À Vanderbilt grâce au hasard

C’est un peu par accident que Sophie Guilmette s’est retrouvée à l’université Vanderbilt.

«J’ai joué en équipe nationale en U15 et U17 et j’ai eu des camps à Vancouver. Un assistant entraîneur de Vanderbilt est venu voir une coéquipière (Maya Antoine) et ils m’ont recrutée.»

«Ils n’avaient pas besoin de gardienne pour mon groupe d’âge, j’ai donc une bourse partielle qui m’aide beaucoup. Le montant est variable chaque année.»

Disons que c’est un investissement dans son avenir puisqu’une année à Vanderbilt coûte autour de 76 000 $ US pour une étudiante étrangère si l’on inclut la résidence et le plan alimentaire.

Bonne saison

Si l’équipe de football connaît une année atroce, il en va autrement pour l’équipe féminine de soccer qui a présenté une fiche de huit victoires et quatre revers.
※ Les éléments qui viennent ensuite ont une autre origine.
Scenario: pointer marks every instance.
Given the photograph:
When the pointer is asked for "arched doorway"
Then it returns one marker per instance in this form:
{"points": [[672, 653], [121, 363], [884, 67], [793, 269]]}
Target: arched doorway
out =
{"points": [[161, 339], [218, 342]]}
Les filles ont surtout remporté le championnat de la conférence SEC, l’une des plus fortes de la NCAA.

«Il n’y a pas eu de championnat national, il est reporté au printemps. On est une des seules conférences qui ont joué à l’automne, les autres vont jouer au printemps.»
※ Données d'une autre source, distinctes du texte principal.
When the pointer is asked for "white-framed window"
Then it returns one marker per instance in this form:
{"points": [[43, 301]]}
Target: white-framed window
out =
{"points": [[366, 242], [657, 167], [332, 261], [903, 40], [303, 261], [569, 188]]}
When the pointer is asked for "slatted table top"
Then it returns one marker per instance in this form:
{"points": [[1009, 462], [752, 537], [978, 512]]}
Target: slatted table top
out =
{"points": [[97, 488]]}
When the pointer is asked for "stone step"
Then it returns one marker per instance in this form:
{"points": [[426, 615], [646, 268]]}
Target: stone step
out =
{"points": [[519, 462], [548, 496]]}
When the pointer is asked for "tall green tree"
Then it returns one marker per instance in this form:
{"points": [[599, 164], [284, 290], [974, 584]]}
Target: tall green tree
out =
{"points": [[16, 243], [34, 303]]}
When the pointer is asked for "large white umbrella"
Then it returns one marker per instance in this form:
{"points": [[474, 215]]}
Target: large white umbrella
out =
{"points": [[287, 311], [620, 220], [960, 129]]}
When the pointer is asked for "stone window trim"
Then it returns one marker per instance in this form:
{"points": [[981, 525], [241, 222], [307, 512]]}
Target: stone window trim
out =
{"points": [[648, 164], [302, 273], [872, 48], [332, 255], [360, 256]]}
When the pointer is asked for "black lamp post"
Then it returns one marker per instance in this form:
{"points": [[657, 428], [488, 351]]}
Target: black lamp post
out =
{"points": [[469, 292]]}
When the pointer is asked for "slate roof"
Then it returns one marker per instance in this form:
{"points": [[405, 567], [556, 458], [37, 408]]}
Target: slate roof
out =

Disons que la situation n’a pas été simple en raison de la pandémie de COVID-19.

«On devait commencer en août, mais ç’a repris seulement à la mi-septembre. On se faisait tester trois fois par semaine, on devait rester dans notre bulle, ça prend beaucoup de ressources financières et ce n’est pas toutes les universités qui peuvent se le permettre.»

En dents de scie

Sophie Guilmette n’a pas joué l’an passé en raison d’une blessure, mais elle a eu sa chance cette année en amorçant les trois premiers matchs de la saison.

«Mes performances n’étaient pas là encore, il y avait beaucoup de pression et c’est Sarah [Fuller] qui a pris la relève.»

Elle vise maintenant à devenir la gardienne titulaire en 2021 alors qu’elle en sera à sa troisième année.

En ce qui concerne le volet académique, elle étudie à l’École des arts et des sciences et ne sait pas encore ce qu’elle a envie de faire, mais soutient qu’elle hésite entre la physiothérapie ou la kinésiologie.

Et même si la vie à Vanderbilt coûte cher, elle ne regrette pas du tout son choix.

«J’aime vraiment l’école, c’est très fort académiquement et sur le terrain. C’est une école qui a des ressources.»